前週、次期大統領選挙でトランプ氏が当選し、議会も上下両院とも共和党が過半数を占めるトリプル・レッド(レッド・スウィープとも)になりました。

2016年の際と似た状況ですが、前回と異なり、トランプ氏の公約は、財政を悪化させ、景気が比較的強い中では、インフレの再加速、金利高止まり(もしくは再上昇)のリスクがあるとの見方が広がりました。

早々に、公表され始めた、次期政権の主要閣僚が、公約の実現をより想起させるものであり、それを懸念した売りも起きています。

この懸念を売りにつなげたのが、パウエル議長が14日(木)に「現在、われわれが目にしている経済の強さにより、慎重な決定を行うことが可能になっている」と述べたことにあります。

即ち、金利の中立化に向けて、利下げを開始した(9月0.5%、11月0.25%引き下げています)が、景気は十分強く、急いで金利を下げるとインフレが再加速してしまうので、利下げのスピードはもっと遅くても良い、というメッセージです。

12月のFOMCでの利下げに関する市場の予想は、一時はほぼ100%まで行っていましたが、現時点では60%程度にまで落ちているようです。半々より少し利下げへの期待の方が強い。

こうした見込みが、市場の足枷になってきています。

この週に発表された、CPI、PPI、小売り売上高は、どれも景気が引き続き強めで推移していることを示したと判断され、上に述べたパウエル議長の発言とも相まって、利下げへの期待を弱める結果になています。

先週の選挙結果を受けて、市場のセンチメントが若干過度にブル(強気)に偏ってきたなと感じていたら、早速、パウエル議長のコメントをきっかけに不安定化し始めたようです。

このテーブルは、市場のセンチメント(市場心理)を測る指標を示しています。日次でずっとモニターしています。

VIXというのは、S&P500のボラティリティ・インデックスの先物の値です。これは、S&P500の価格変動性の大きさの先物取引の値になります。市場が大きく下落すると、これが上昇し、安定的に上昇し始めると低下する。市場参加者がそう予想して取引をしています。

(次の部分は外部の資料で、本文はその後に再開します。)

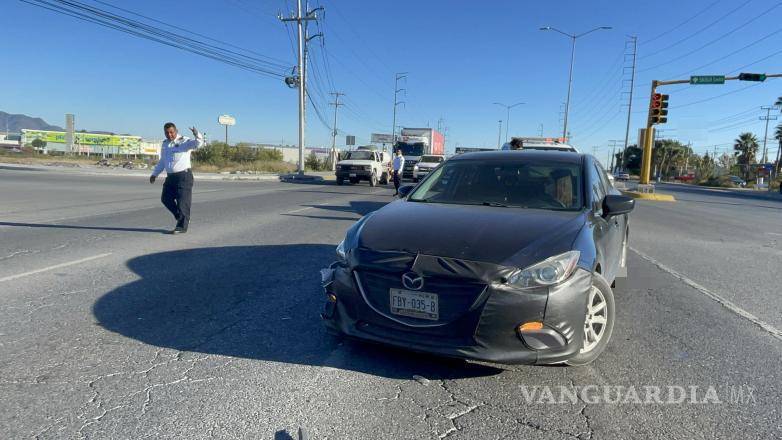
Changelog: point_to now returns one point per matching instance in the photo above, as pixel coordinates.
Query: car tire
(600, 292)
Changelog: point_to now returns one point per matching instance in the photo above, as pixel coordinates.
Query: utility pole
(613, 153)
(499, 134)
(573, 38)
(766, 118)
(301, 83)
(630, 101)
(397, 77)
(333, 153)
(507, 115)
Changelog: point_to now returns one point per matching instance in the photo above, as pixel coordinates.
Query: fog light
(530, 326)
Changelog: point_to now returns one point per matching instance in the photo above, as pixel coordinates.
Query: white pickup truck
(369, 165)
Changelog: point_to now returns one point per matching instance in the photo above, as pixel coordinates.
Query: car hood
(504, 236)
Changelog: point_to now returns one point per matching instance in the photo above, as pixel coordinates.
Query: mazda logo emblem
(413, 281)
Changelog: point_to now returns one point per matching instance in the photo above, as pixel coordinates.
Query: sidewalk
(122, 172)
(773, 195)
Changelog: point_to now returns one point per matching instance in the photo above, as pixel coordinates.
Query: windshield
(359, 155)
(435, 159)
(410, 149)
(543, 185)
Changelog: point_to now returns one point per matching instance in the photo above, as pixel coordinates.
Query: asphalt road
(111, 329)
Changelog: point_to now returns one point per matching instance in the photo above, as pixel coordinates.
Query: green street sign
(707, 79)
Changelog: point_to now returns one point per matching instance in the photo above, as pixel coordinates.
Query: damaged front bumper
(483, 327)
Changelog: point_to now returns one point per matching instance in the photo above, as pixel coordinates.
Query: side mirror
(404, 190)
(615, 205)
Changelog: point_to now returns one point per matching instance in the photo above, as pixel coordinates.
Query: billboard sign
(226, 120)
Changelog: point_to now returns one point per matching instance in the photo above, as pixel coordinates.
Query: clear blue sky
(461, 57)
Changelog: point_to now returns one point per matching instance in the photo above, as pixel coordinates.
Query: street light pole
(573, 38)
(499, 134)
(507, 115)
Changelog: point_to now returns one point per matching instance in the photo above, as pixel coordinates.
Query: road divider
(56, 266)
(649, 196)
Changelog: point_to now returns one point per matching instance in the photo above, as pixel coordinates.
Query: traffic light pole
(646, 159)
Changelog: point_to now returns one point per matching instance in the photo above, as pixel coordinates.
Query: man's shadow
(257, 302)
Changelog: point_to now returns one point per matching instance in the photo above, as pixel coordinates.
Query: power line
(732, 31)
(107, 19)
(699, 31)
(728, 55)
(701, 12)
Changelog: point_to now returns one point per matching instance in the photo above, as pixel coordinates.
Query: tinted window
(597, 188)
(540, 184)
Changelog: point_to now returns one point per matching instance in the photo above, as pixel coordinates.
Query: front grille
(456, 298)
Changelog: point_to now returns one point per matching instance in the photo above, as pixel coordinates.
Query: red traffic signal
(658, 112)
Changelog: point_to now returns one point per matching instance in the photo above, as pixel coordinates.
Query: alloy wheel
(596, 320)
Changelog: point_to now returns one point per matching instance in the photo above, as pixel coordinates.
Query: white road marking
(56, 266)
(713, 296)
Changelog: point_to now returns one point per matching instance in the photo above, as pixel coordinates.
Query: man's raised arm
(191, 144)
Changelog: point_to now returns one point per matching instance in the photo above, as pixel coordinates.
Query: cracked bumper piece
(479, 319)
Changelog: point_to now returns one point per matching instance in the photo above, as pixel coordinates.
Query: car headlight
(341, 250)
(548, 272)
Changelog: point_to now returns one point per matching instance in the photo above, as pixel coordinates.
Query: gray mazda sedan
(504, 257)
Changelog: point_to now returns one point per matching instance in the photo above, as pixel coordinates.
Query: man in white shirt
(398, 168)
(178, 187)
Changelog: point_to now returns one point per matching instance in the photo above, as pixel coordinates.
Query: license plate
(421, 305)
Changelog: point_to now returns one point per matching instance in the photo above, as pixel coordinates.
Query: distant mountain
(17, 122)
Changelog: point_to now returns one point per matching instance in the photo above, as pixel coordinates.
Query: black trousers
(177, 194)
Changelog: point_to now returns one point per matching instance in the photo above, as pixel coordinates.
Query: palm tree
(746, 149)
(778, 137)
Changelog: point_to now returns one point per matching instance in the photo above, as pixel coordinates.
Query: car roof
(516, 155)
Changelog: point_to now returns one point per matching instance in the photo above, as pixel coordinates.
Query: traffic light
(752, 77)
(659, 111)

この値が10台の後半であれば、まあ、通常の状態かなと考えられます。15を下回ってくると、市場参加者は、大きく下落することは当面ないと見ているということです。言い換えれば油断している状況。20を越えてくると、市場は先行きを心配している感じになってきます。

まず、この値が15を切っていました。

Put/Callは、市場で取引されているPut Option(売りのオプションです。市場が下げた時に利益が出る)の量をCall Option(買いのオプション。市場が上昇すると利益が出る)の量で割る。

即ち、この値が大きいと、Putオプションを買う人が多いと言うことなので、下落を見ている人が多いということになります。

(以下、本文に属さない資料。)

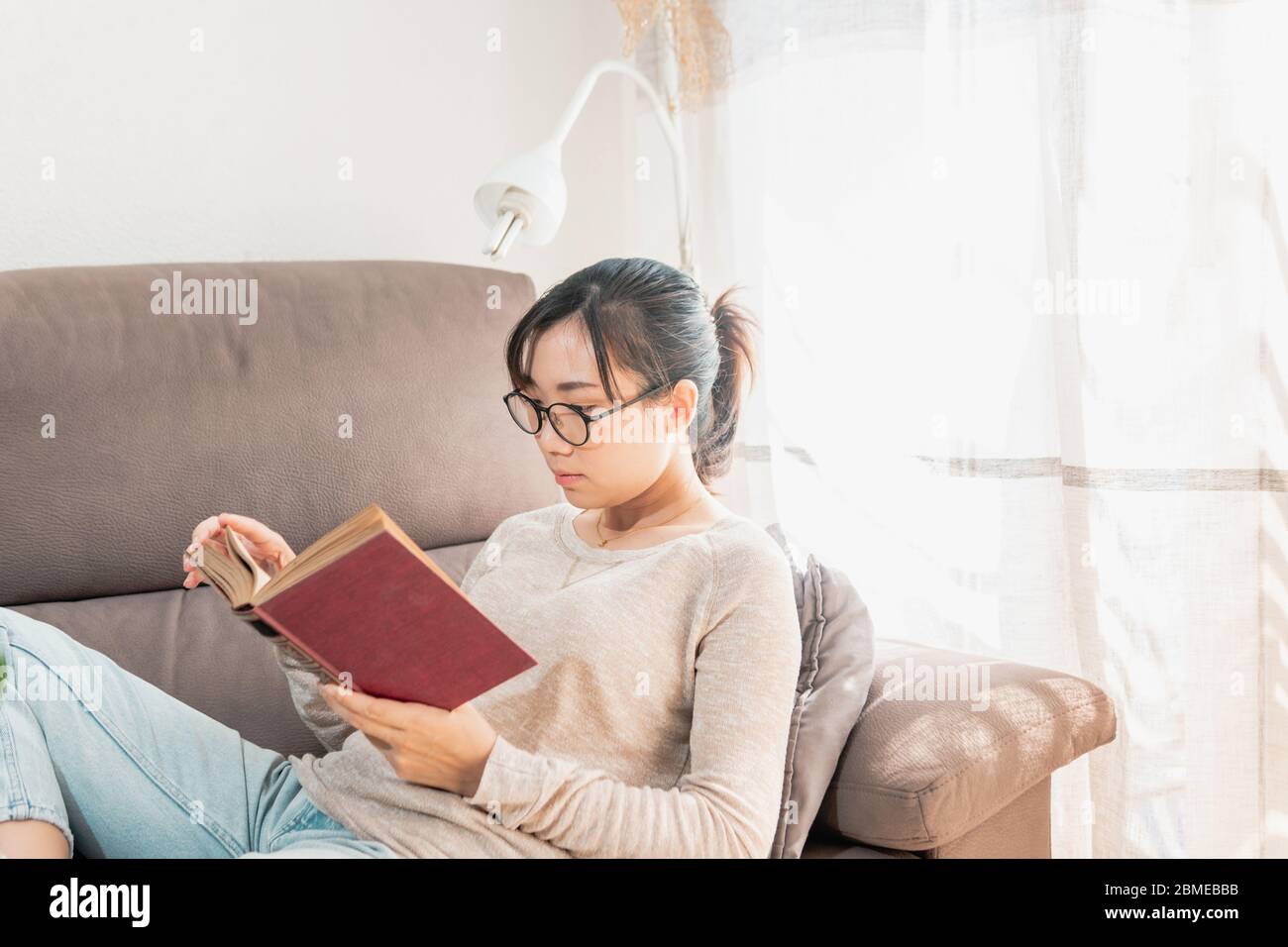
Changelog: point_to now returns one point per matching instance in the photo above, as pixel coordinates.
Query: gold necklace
(651, 526)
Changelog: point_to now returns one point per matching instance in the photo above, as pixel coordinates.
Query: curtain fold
(1022, 275)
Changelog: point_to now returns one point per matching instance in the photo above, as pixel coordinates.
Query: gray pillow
(837, 664)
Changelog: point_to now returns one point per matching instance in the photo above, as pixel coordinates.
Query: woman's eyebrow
(572, 386)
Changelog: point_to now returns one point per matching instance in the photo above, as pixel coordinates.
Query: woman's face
(629, 450)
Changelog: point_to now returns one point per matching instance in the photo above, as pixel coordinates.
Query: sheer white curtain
(1024, 279)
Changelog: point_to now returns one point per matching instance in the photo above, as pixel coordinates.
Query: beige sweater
(653, 725)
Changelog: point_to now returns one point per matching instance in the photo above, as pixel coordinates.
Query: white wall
(163, 154)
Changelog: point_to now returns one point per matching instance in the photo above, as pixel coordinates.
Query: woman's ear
(684, 402)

これが、直近、0.6前後まで低下していました。概ね常に1は切ってきるのですが、0.7~0.8台くらいにいることが多い。これも下落を見ている人が減っている状況でした。(市場が下げたので、少し上がっています)

Bull/Bear というのは、Investor Intelligenceという会社が、投資推奨などを行う投資レター・メルマガなどのライターにアンケートした数字で、先行き上昇を見ている場合はBull、下落を見ている場合はBearということで毎週アンケートを取っており、その割合が示されています。

先日発表されたもの(毎週水曜日発表)が、Bull(強気)が60%を越えてきていました。前週が56.7%でしたので、大きく上昇しています。

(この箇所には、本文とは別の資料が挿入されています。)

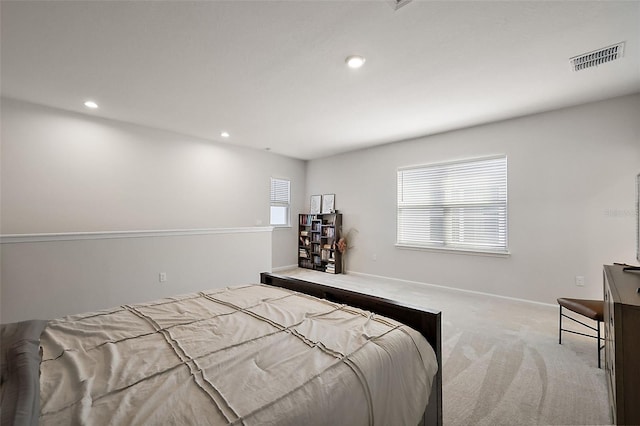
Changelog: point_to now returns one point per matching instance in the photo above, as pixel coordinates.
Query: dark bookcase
(318, 236)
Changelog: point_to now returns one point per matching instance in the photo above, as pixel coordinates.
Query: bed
(285, 351)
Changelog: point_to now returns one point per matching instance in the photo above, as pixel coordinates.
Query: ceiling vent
(397, 4)
(597, 57)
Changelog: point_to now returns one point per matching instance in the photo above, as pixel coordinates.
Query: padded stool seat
(592, 309)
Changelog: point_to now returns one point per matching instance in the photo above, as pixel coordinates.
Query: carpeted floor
(502, 364)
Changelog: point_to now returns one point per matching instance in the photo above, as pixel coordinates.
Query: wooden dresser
(622, 343)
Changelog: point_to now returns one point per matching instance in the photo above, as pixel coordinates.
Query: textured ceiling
(272, 73)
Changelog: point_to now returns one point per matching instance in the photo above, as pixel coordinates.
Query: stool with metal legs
(592, 309)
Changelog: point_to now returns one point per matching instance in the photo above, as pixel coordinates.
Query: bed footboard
(426, 321)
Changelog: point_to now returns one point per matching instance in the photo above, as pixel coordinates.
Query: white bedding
(251, 355)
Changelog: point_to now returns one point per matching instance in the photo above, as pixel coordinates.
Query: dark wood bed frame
(426, 321)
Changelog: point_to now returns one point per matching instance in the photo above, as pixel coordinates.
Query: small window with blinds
(280, 202)
(454, 206)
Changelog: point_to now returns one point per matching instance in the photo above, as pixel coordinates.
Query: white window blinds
(458, 206)
(280, 201)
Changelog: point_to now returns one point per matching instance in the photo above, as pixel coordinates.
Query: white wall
(52, 276)
(63, 172)
(571, 177)
(68, 172)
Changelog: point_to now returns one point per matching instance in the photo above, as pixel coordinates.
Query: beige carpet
(502, 364)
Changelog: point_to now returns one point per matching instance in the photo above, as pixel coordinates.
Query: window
(280, 202)
(455, 206)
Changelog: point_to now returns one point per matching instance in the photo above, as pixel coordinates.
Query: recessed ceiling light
(355, 61)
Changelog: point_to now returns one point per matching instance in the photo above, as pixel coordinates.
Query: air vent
(397, 4)
(597, 57)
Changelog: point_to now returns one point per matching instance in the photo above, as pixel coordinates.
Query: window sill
(455, 251)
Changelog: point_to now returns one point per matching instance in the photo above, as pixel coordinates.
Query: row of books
(327, 256)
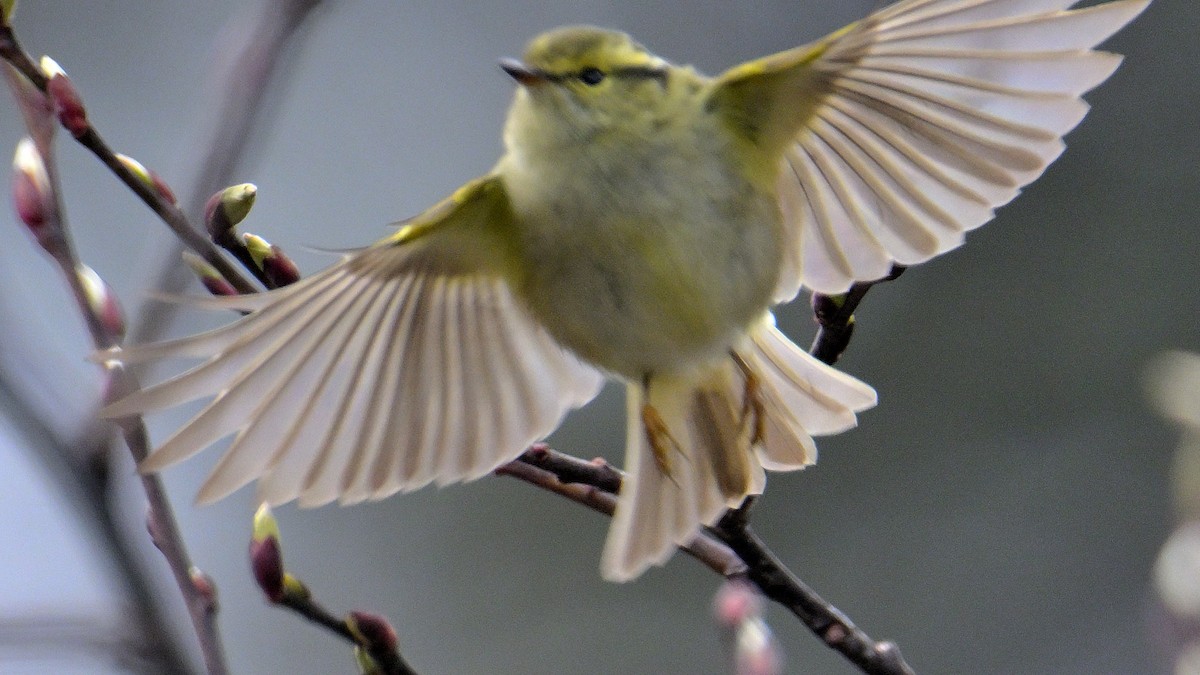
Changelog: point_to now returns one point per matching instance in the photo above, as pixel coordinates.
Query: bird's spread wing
(407, 363)
(910, 127)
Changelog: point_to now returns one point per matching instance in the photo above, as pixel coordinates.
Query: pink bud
(280, 269)
(102, 302)
(267, 561)
(67, 103)
(31, 193)
(756, 651)
(204, 587)
(736, 602)
(373, 631)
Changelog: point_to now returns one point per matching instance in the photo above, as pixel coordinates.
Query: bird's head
(583, 81)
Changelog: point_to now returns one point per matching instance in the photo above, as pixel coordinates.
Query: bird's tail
(699, 442)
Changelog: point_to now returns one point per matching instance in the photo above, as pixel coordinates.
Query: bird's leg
(754, 413)
(658, 434)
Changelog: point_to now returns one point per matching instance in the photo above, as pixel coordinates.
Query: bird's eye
(592, 77)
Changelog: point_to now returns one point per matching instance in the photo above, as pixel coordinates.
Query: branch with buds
(376, 647)
(730, 548)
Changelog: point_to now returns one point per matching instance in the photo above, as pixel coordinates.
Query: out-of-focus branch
(595, 484)
(729, 548)
(376, 646)
(37, 198)
(779, 584)
(160, 203)
(250, 58)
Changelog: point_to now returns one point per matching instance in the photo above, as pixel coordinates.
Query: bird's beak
(521, 72)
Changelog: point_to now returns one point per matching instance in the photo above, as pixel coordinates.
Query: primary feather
(641, 222)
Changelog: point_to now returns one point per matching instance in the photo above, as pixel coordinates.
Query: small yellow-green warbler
(640, 225)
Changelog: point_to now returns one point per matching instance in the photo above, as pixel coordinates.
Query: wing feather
(406, 363)
(931, 114)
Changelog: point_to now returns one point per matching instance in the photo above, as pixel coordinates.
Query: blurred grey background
(999, 512)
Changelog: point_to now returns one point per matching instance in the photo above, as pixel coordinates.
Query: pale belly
(664, 276)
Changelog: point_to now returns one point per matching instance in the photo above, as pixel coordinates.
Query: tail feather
(715, 466)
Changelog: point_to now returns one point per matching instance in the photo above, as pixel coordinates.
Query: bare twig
(37, 193)
(783, 586)
(249, 61)
(730, 549)
(595, 484)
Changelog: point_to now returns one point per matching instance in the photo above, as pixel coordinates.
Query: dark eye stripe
(642, 72)
(645, 72)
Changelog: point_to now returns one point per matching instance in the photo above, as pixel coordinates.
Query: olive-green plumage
(640, 225)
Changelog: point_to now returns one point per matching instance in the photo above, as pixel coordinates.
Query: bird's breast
(654, 261)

これが60%を越えてくると、市場がかなりBull サイドによってきているという感じになります。

こうした市場心理を示す指標がBull(強気)サイドに偏ると、反転が起きることがままあります。

ただ、この市場心理の指標を先読みに使うのが非常に難しい指標です。強気に傾き過ぎているということは分かっても、いつ下落するか、という予想には使えないのが現状です。

ですが、こうしたことを知っておくと、取引するタイミングをどうするか、などの意思決定をより高度化出来るかなと思っています。少なくとも、市場の動きを理解する時には、役に立ちます。

この週の下落ですが、すぐに戻るかもしれませんし、しばらく継続的に下落する可能性もあります。市場が冷静さを取り戻すには、もう少し下げても良いかも、とは思いますが、これは何とも言えません。

いずれにしても、慎重な姿勢は必要かなと思います。

セクターの状況

金利が大きく上昇したことなどが金融にとってプラス(長期金利が短期金利より高い状況は、短期で調達し、長期で貸付・運用を行う金融機関にとって有利)であることで、他のセクターが苦しむ中で堅調に推移しました。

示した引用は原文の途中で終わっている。